Mettre en récit des troubles dans le genre

Le Roman de Silence2 est une œuvre de la fin du xiiie siècle composée par Heldris de Cornouailles, un clerc du nord de la France3. Le récit s’ouvre sur une altercation tragique entre deux sœurs suite à laquelle le roi Ebain d’Angleterre décide d’interdire aux femmes d’hériter. Désirant assurer coûte que coûte sa succession, Cador – neveu du roi – et son épouse Eufémie décident d’éduquer leur nouveau-né comme un garçon. L’enfant, nommé Silence, est élevé selon la volonté de ses parents à l’écart du monde pour bénéficier d’une éducation digne de son rang et conforme à son genre. Or, à son douzième anniversaire, Silence est pris à partie par Nature et Noreture4, deux allégories qui se disputent son destin. Il prend conscience du décalage entre son sexe et son genre et ne sait s’il doit poursuivre son existence masculine ou apprendre à être une femme. Après avoir fugué avec des ménestrels et vécu plusieurs péripéties, Silence rentre servir le roi Ebain en tant que chevalier. Le sexe biologique de Silence est finalement révélé publiquement par Merlin. Silence devient alors Silencia et épouse le roi Ebain. 

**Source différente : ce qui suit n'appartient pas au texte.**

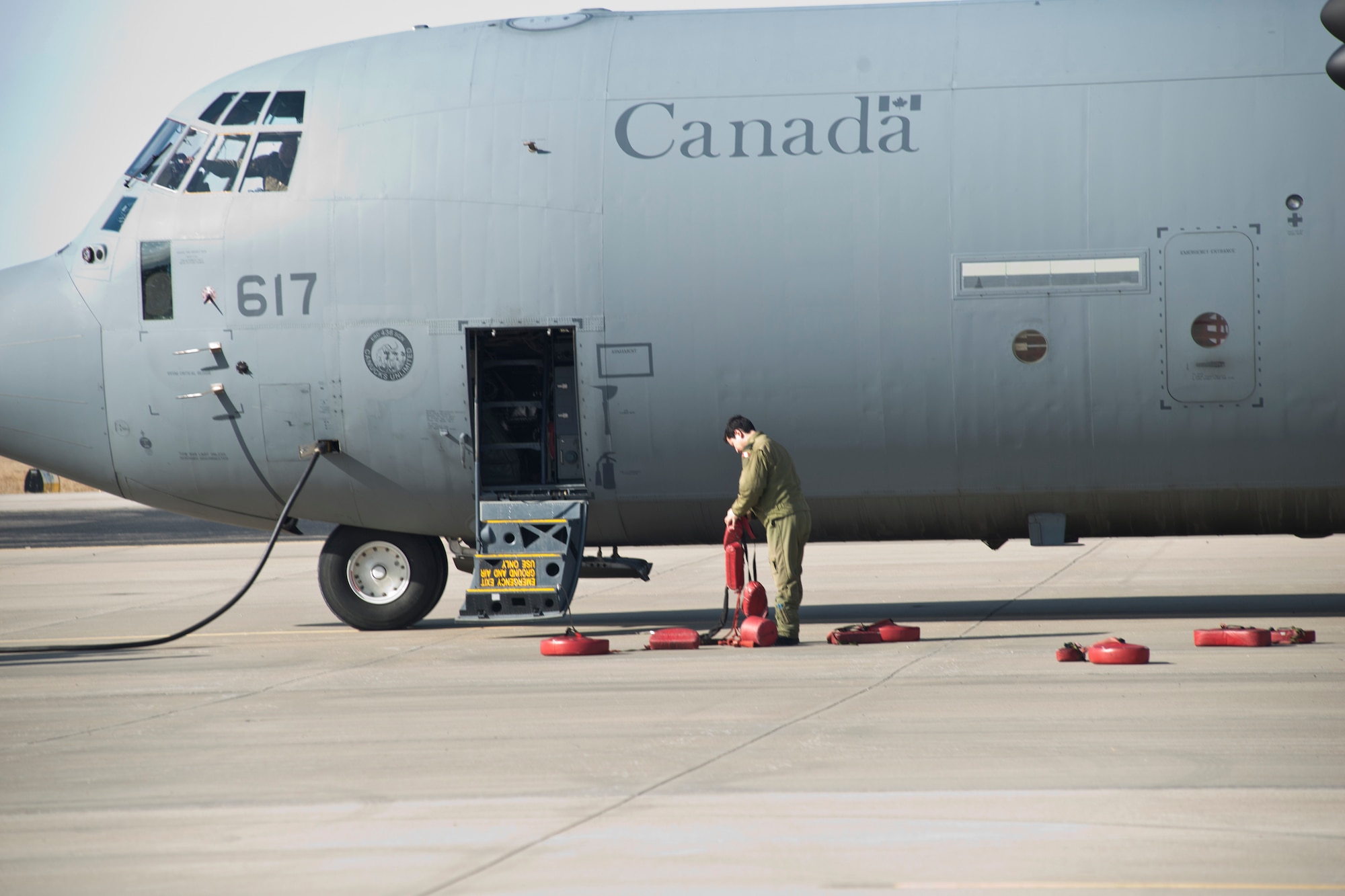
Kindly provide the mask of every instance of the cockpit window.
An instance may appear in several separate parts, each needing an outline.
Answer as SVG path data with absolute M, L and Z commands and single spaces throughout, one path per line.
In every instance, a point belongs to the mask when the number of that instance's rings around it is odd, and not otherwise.
M 200 160 L 200 167 L 191 176 L 187 192 L 225 192 L 231 190 L 243 155 L 247 152 L 249 135 L 222 133 L 215 137 Z
M 172 118 L 164 118 L 164 122 L 159 125 L 159 130 L 155 130 L 155 136 L 149 139 L 145 148 L 140 151 L 136 160 L 130 163 L 129 168 L 126 168 L 126 176 L 149 180 L 149 178 L 155 174 L 155 168 L 159 167 L 159 161 L 163 157 L 164 151 L 176 143 L 178 137 L 180 137 L 182 132 L 186 129 L 187 125 L 183 122 L 174 121 Z
M 190 129 L 187 136 L 182 139 L 182 143 L 178 144 L 178 148 L 174 149 L 172 157 L 159 171 L 155 183 L 169 190 L 180 187 L 182 179 L 187 176 L 187 171 L 196 161 L 196 156 L 200 155 L 207 140 L 210 140 L 207 130 Z
M 304 124 L 304 91 L 281 90 L 270 101 L 262 124 Z
M 200 113 L 200 120 L 208 121 L 210 124 L 215 124 L 217 121 L 219 121 L 219 116 L 225 114 L 225 109 L 229 108 L 229 104 L 233 102 L 234 97 L 237 96 L 238 96 L 237 93 L 219 94 L 218 97 L 215 97 L 215 101 L 208 106 L 206 106 L 206 110 Z
M 289 172 L 299 155 L 297 133 L 264 133 L 257 137 L 252 161 L 239 192 L 280 192 L 289 188 Z
M 257 117 L 261 114 L 261 108 L 266 105 L 266 97 L 269 96 L 269 91 L 245 93 L 242 98 L 234 104 L 234 108 L 229 110 L 229 117 L 225 118 L 225 124 L 257 124 Z
M 172 244 L 140 244 L 140 312 L 145 320 L 172 320 Z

Le Torikaebaya monogatari5 est, quant à lui, une œuvre de la fin du xiie siècle composée en japonais (vernaculaire) par un auteur anonyme de la cour de Heian6. Traduisible par « si on les échangeait ! », le titre dévoile le dispositif au cœur de ce récit. Pour le résumer à grands traits, le Torikaebaya fait le récit de la naissance, de l’éducation et de la carrière de deux faux jumeaux à la cour impériale. Nés d’un même père, mais de mères différentes, fils et fille connaissent tous deux de grands destins grâce à leurs extraordinaires qualités. La particularité réside dans le fait (tenu secret) que les jumeaux ont échangé leur place dans leur petite enfance. Wakagimi (l’enfant née de sexe masculin) se sentant plus à l’aise en vivant selon les codes du genre féminin et Himegimi (l’enfant né de sexe féminin) revendiquant une identification masculine, le père décide d’intervertir leur place. À l’instar du Roman de Silence, après une série d’aventures et d’épreuves, les jumeaux sont contraints d’échanger une seconde fois leur place, faisant ainsi coïncider leur position à la cour, leur expression de genre et leur sexe biologique. 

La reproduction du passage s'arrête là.